|The planes available at the start of the auction|
The EAA auction at Airventure last weekend was a part of the show many were looking forward to, judging by the turnout. Just 240 chairs had been set out for bidders at the Jack Mark Hangar, and these were rapidly filled, leaving many standing.
"This is a great turnout," said Tom Poberezny, EAA chairman/president and convention chairman. Our goal is to provide new opportunities and activities to our members. We are committed to making this an annual event."
After a practice round with joke bids for a 'Dreamliner 787' which went up to $150m, the business began in earnest.
The lively audience stretched themselves to the greatest extent for a Cessna P337 with bids soaring up to an impressive $75,000, whilst a V-35B Bonanza brought an impressive bid of $117,500.
That was just the warm-up, however, with a Lake Amphibian DA-4-550 achieving $225,000, a Lancair/Columbia 300 reaching $150,000 and one man offering a startling $900,000 for a Socata TBM 700.

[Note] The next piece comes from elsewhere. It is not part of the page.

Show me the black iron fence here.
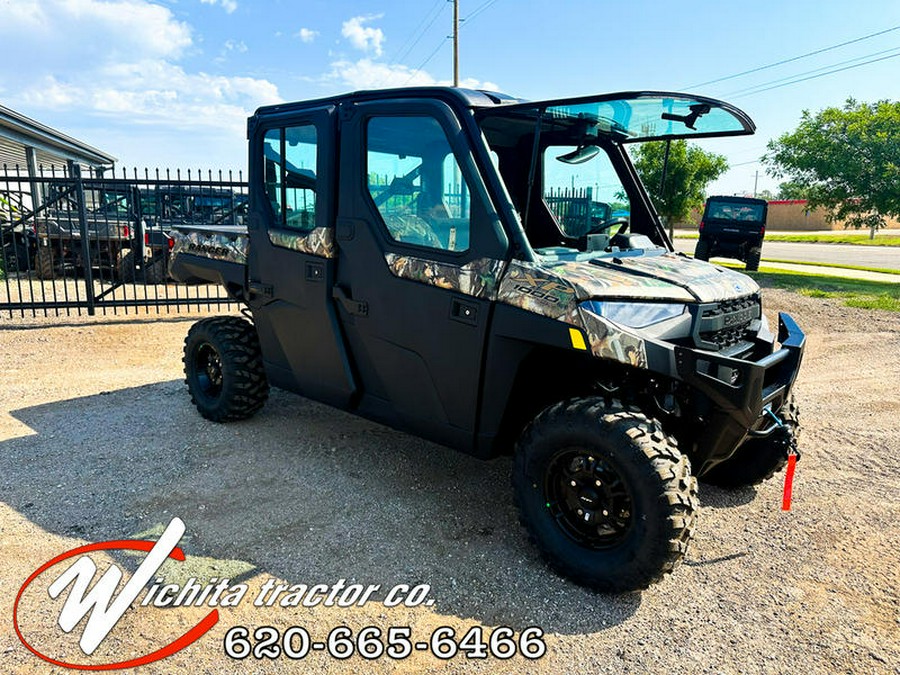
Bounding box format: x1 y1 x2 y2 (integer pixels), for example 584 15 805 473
0 165 247 317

Glenn Barnhart, who sold his 1946 Stinson 108-1 quipped that the transaction left him having to walk home.
Collectors who would have chosen to fly home from the sale will be glad to know that they have not missed out entirely as those planes which have not sold are opening for bidding online shortly from now until August 26.
This looks like a good time to get involved too, many who came to the aviation auction purely as observers are already talking enthusiastically about returning as buyers next year. Competition seems to be hotting up, making vintage aircraft a plausible investment.